A Systematic Assumption-Checking Workflow
| Test | Check before running |
| Independent t-test | 1. Normality of DV in each group (histogram, Q-Q plot, Shapiro-Wilk if N < 50) 2. Homogeneity of variance (Levene’s test) 3. Independence of observations |
| One-way ANOVA | Same as t-test, applied to each group separately |
| Pearson correlation | 1. Normality of both variables 2. Linearity of relationship (scatterplot) 3. No extreme bivariate outliers |
| Multiple regression | 1. Linearity (residual vs. predicted plot) 2. Normality of residuals (Q-Q plot of residuals) 3. Homoscedasticity (residual vs. predicted plot) 4. Independence of residuals (Durbin-Watson for time-series data) 5. Multicollinearity (VIF for each predictor) |
| Chi-square | 1. Expected cell frequencies ≥ 5 (if not, use Fisher’s exact test) 2. Independence of observations |
Build this workflow into your analysis routine. Run descriptives and assumption checks first, every time, before touching the inferential tests. The fifteen minutes this takes is insurance against discovering an unchecked violation after your results section is written.
For Law Students
Statistical assumption checking in empirical legal research follows the same principles as social science research. Two contexts arise frequently in Indian legal research that warrant specific attention.
Clustered court data and the independence assumption
Studies using multiple cases from the same court, judge, or district violate the independence assumption. Cases heard by the same judge are not independent — they share the judge’s interpretive tendencies, workload pressures, and procedural preferences. Cases from the same district share local legal culture, infrastructure quality, and bar composition.
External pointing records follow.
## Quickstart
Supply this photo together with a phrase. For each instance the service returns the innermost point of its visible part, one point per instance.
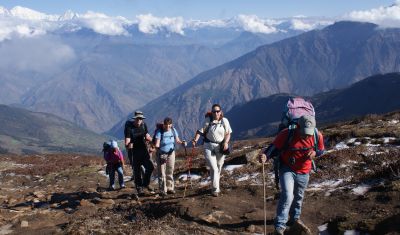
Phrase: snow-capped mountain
(35, 21)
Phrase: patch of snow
(205, 182)
(103, 173)
(352, 140)
(248, 177)
(185, 177)
(387, 139)
(230, 168)
(372, 145)
(325, 184)
(323, 229)
(361, 189)
(340, 146)
(243, 177)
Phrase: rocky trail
(356, 190)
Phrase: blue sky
(202, 9)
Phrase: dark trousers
(141, 157)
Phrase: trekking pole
(188, 161)
(265, 206)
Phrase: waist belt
(209, 141)
(169, 152)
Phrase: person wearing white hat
(115, 163)
(136, 142)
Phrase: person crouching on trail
(115, 163)
(217, 133)
(165, 139)
(140, 156)
(295, 166)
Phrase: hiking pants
(165, 167)
(293, 186)
(141, 157)
(116, 167)
(215, 161)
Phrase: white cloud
(209, 23)
(254, 24)
(150, 24)
(44, 55)
(24, 22)
(307, 24)
(384, 16)
(29, 14)
(104, 24)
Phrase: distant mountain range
(316, 61)
(94, 79)
(374, 95)
(26, 132)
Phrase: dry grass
(47, 164)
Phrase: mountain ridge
(312, 62)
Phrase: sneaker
(301, 226)
(171, 192)
(279, 231)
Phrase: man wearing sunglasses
(136, 142)
(217, 133)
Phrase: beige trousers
(166, 171)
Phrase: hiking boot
(279, 231)
(171, 192)
(140, 191)
(150, 190)
(301, 227)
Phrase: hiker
(115, 163)
(216, 132)
(129, 124)
(136, 143)
(295, 166)
(165, 138)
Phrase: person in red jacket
(115, 163)
(296, 158)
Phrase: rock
(91, 190)
(23, 208)
(85, 202)
(39, 194)
(107, 201)
(253, 156)
(215, 217)
(68, 210)
(96, 200)
(65, 202)
(251, 228)
(24, 224)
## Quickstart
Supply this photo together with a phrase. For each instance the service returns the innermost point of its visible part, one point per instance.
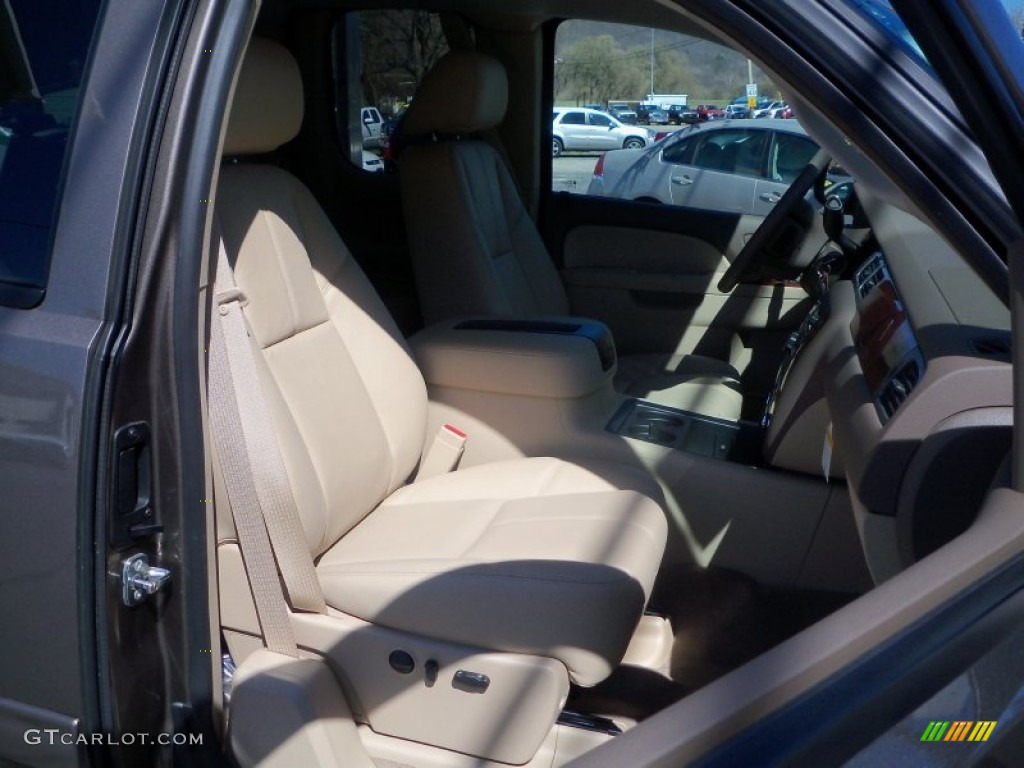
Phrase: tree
(595, 70)
(673, 73)
(398, 48)
(1017, 16)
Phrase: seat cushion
(689, 382)
(534, 556)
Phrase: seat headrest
(267, 108)
(465, 92)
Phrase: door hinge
(139, 580)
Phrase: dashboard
(909, 380)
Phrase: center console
(694, 433)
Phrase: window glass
(382, 57)
(790, 155)
(737, 152)
(698, 104)
(45, 45)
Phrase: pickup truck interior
(567, 478)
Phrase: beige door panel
(657, 292)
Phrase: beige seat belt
(444, 453)
(262, 504)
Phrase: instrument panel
(887, 347)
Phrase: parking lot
(572, 172)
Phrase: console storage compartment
(563, 357)
(687, 431)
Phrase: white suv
(580, 128)
(372, 121)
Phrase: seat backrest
(474, 248)
(347, 399)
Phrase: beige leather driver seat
(476, 251)
(534, 556)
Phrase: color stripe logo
(958, 730)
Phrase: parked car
(657, 117)
(681, 115)
(624, 115)
(257, 511)
(581, 130)
(372, 121)
(372, 162)
(737, 112)
(769, 110)
(710, 112)
(717, 166)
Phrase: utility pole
(652, 91)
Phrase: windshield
(885, 16)
(882, 13)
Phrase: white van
(372, 121)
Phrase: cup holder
(654, 431)
(694, 433)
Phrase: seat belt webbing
(262, 463)
(225, 422)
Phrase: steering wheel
(773, 222)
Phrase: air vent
(870, 274)
(995, 346)
(898, 388)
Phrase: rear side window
(44, 45)
(380, 58)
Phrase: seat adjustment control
(139, 580)
(471, 682)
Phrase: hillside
(595, 62)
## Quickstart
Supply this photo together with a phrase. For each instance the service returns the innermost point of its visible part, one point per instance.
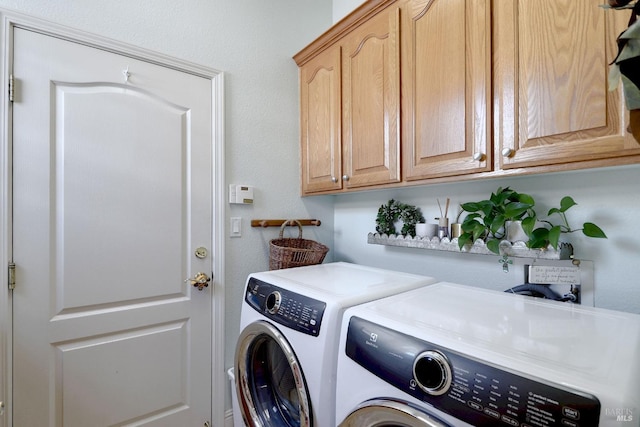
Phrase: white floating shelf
(517, 249)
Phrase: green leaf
(527, 199)
(528, 224)
(539, 238)
(464, 239)
(566, 203)
(592, 230)
(497, 224)
(494, 246)
(471, 207)
(554, 236)
(516, 209)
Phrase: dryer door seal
(269, 381)
(390, 413)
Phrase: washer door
(269, 381)
(390, 413)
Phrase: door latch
(200, 281)
(12, 275)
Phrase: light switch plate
(235, 229)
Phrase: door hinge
(11, 84)
(12, 275)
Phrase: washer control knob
(273, 302)
(432, 372)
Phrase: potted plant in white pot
(487, 219)
(549, 233)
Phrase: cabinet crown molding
(340, 28)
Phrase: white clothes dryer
(453, 355)
(285, 361)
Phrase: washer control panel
(287, 308)
(468, 389)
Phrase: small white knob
(508, 152)
(478, 157)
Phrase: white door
(112, 195)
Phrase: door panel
(112, 195)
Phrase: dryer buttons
(273, 302)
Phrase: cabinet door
(446, 87)
(371, 101)
(320, 107)
(552, 105)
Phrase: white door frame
(8, 21)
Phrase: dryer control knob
(273, 302)
(432, 372)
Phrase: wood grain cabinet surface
(446, 87)
(350, 109)
(552, 103)
(408, 92)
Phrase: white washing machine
(453, 355)
(285, 362)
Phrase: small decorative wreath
(393, 211)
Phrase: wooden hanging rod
(278, 222)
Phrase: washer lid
(546, 338)
(348, 283)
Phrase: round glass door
(390, 413)
(269, 382)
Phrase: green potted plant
(487, 218)
(393, 211)
(549, 233)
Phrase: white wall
(608, 197)
(252, 42)
(342, 8)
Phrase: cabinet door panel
(445, 75)
(320, 123)
(371, 102)
(551, 98)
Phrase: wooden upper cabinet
(446, 87)
(371, 101)
(551, 102)
(320, 122)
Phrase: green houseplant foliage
(487, 218)
(542, 237)
(393, 211)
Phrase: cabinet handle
(478, 156)
(508, 152)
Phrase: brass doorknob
(200, 281)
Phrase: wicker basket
(292, 252)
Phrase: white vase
(515, 233)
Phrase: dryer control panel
(295, 311)
(468, 389)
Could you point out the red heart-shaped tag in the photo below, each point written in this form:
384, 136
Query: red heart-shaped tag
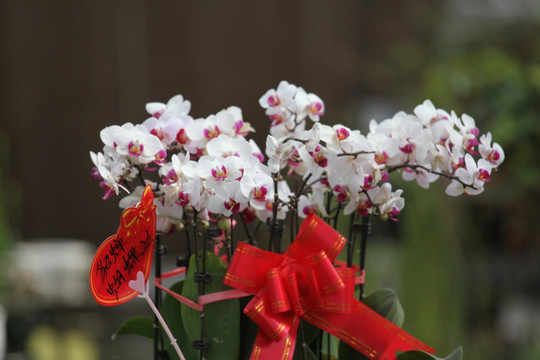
118, 260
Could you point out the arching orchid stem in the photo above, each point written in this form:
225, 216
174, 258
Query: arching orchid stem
139, 286
355, 154
274, 227
251, 239
303, 186
351, 239
365, 229
158, 254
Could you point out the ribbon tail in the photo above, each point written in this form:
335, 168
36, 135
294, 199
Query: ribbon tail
367, 332
265, 348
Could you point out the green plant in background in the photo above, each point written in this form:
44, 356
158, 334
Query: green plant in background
497, 79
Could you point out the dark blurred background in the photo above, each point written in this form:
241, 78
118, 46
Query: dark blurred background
466, 269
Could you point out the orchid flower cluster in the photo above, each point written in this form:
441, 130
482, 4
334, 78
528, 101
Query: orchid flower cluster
208, 165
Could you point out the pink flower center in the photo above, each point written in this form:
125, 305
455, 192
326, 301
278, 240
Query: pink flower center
171, 177
232, 205
471, 143
368, 183
160, 157
273, 100
316, 108
407, 149
183, 198
308, 209
381, 158
158, 114
318, 157
219, 174
483, 175
211, 132
276, 119
341, 192
181, 137
158, 132
493, 156
363, 208
342, 134
135, 148
259, 193
392, 215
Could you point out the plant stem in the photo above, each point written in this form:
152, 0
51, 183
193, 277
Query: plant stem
157, 297
364, 233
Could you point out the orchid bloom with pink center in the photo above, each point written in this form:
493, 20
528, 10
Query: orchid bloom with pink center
341, 193
492, 153
283, 96
472, 177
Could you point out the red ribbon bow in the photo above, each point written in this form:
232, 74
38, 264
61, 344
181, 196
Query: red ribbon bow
302, 283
Ignoring clustering in legal outcome data produces artificially small standard errors — the same problem described above for nested social science data. If your dataset includes cases from multiple courts or multiple judges, report the intraclass correlation at the court and judge level, and consider multilevel models that account for this nesting. At minimum, acknowledge the limitation and note that your standard errors may be conservative estimates of the true uncertainty.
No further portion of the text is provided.